Event-CausNet: Unlocking Causal Knowledge from Text with Large Language Models for Reliable Spatio-Temporal Forecasting
- URL: http://arxiv.org/abs/2511.12769v1
- Date: Sun, 16 Nov 2025 20:45:23 GMT
- Title: Event-CausNet: Unlocking Causal Knowledge from Text with Large Language Models for Reliable Spatio-Temporal Forecasting
- Authors: Luyao Niu, Zepu Wang, Shuyi Guan, Yang Liu, Peng Sun,
- Abstract summary: We propose Event-CausNet, a framework that uses a Large Language Model to quantify unstructured event reports.<n>Experiments on a real-world dataset demonstrate that Event-CausNet achieves robust performance, reducing prediction error (MAE) by up to 35.87%.
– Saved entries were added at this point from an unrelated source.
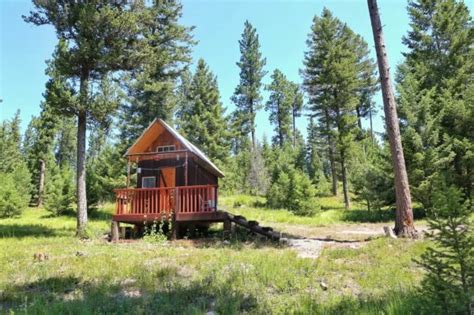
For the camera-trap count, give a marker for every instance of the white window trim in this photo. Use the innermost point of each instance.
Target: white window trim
(166, 148)
(147, 177)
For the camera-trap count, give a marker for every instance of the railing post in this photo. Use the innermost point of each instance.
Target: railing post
(215, 191)
(177, 200)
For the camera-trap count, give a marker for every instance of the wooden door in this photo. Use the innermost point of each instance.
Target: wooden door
(168, 177)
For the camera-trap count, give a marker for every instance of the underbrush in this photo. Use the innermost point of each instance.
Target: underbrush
(240, 275)
(332, 212)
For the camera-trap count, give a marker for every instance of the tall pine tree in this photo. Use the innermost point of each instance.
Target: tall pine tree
(152, 86)
(435, 95)
(333, 76)
(247, 98)
(280, 105)
(202, 118)
(95, 38)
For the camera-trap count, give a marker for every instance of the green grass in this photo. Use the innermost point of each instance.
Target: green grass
(332, 212)
(194, 277)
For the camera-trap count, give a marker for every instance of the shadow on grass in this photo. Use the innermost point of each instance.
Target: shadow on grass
(93, 214)
(392, 302)
(238, 239)
(375, 216)
(71, 295)
(25, 230)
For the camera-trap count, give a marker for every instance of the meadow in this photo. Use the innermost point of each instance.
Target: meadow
(243, 274)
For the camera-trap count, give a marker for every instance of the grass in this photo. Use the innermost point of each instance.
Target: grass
(332, 212)
(195, 277)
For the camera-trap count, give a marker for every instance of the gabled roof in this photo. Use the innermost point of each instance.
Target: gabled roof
(150, 130)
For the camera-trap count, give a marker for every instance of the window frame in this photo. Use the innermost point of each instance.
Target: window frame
(166, 148)
(148, 177)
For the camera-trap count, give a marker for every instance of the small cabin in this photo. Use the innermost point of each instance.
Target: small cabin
(175, 180)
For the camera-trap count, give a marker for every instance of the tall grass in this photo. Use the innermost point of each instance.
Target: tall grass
(192, 277)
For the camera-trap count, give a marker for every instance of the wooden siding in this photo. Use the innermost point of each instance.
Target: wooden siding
(148, 204)
(197, 175)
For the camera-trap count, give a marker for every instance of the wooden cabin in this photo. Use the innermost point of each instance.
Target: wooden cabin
(175, 181)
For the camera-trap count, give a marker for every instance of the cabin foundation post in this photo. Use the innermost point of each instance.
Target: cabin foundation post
(227, 228)
(174, 231)
(128, 173)
(114, 231)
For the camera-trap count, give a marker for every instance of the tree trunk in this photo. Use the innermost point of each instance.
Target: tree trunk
(332, 159)
(345, 187)
(41, 183)
(294, 128)
(81, 163)
(252, 124)
(404, 215)
(359, 118)
(371, 126)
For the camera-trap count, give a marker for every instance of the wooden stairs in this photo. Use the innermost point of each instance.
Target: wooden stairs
(254, 226)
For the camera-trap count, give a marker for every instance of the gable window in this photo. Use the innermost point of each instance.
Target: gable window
(165, 148)
(148, 182)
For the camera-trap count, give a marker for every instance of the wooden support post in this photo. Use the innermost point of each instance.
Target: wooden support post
(41, 183)
(227, 228)
(186, 170)
(128, 173)
(114, 231)
(175, 231)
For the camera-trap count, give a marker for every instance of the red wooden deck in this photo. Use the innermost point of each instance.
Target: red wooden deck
(187, 203)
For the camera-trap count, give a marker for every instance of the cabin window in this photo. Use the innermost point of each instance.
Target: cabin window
(149, 182)
(166, 148)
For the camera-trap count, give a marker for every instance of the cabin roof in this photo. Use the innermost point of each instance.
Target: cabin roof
(149, 134)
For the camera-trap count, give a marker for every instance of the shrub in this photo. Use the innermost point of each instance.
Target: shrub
(59, 191)
(12, 199)
(449, 282)
(294, 191)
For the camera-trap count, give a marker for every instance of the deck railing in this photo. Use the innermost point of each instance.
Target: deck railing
(166, 200)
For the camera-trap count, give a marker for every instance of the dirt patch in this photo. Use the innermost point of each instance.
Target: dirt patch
(311, 248)
(339, 232)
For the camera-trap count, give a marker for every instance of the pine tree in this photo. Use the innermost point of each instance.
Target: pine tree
(15, 178)
(404, 213)
(247, 98)
(435, 95)
(316, 161)
(38, 146)
(296, 106)
(449, 262)
(332, 81)
(257, 176)
(152, 86)
(280, 105)
(95, 38)
(202, 118)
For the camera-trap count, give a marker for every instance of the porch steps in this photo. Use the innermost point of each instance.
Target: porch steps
(254, 226)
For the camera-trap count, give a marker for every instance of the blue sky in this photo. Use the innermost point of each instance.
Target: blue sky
(282, 27)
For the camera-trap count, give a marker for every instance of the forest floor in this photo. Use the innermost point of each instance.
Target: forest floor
(335, 262)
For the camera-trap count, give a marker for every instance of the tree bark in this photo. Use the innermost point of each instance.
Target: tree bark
(345, 187)
(41, 183)
(404, 225)
(332, 159)
(81, 162)
(252, 124)
(371, 126)
(294, 127)
(359, 118)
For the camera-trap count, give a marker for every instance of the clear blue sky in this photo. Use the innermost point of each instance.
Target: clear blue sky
(282, 26)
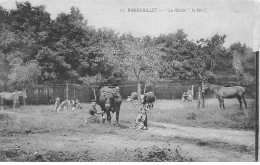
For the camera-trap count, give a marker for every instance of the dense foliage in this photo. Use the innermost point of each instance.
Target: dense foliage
(40, 49)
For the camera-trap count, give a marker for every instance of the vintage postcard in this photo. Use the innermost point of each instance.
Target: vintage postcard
(129, 80)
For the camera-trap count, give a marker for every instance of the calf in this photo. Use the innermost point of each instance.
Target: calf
(65, 105)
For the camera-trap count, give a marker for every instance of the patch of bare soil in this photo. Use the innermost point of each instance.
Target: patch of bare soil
(161, 142)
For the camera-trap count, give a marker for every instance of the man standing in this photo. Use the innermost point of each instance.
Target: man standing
(200, 97)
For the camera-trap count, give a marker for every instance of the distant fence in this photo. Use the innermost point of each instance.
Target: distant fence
(46, 94)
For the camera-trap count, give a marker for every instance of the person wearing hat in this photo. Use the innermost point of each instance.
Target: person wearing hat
(141, 119)
(200, 97)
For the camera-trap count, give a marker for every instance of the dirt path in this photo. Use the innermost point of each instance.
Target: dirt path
(236, 137)
(109, 143)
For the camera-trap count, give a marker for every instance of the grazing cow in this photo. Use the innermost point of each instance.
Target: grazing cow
(77, 102)
(109, 99)
(65, 105)
(133, 98)
(222, 92)
(148, 99)
(6, 96)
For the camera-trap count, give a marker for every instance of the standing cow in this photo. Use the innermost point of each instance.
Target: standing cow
(109, 99)
(133, 98)
(148, 98)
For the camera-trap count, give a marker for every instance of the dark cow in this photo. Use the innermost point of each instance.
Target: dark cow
(109, 99)
(133, 98)
(148, 98)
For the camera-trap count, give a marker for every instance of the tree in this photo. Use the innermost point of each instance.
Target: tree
(135, 57)
(25, 75)
(93, 82)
- Score: 14.895432181247044
- License: http://creativecommons.org/licenses/by-nc-sa/4.0/
- Abstract: While spatio-temporal Graph Neural Networks (GNNs) excel at modeling recurring traffic patterns, their reliability plummets during non-recurring events like accidents. This failure occurs because GNNs are fundamentally correlational models, learning historical patterns that are invalidated by the new causal factors introduced during disruptions. To address this, we propose Event-CausNet, a framework that uses a Large Language Model to quantify unstructured event reports, builds a causal knowledge base by estimating average treatment effects, and injects this knowledge into a dual-stream GNN-LSTM network using a novel causal attention mechanism to adjust and enhance the forecast. Experiments on a real-world dataset demonstrate that Event-CausNet achieves robust performance, reducing prediction error (MAE) by up to 35.87%, significantly outperforming state-of-the-art baselines. Our framework bridges the gap between correlational models and causal reasoning, providing a solution that is more accurate and transferable, while also offering crucial interpretability, providing a more reliable foundation for real-world traffic management during critical disruptions.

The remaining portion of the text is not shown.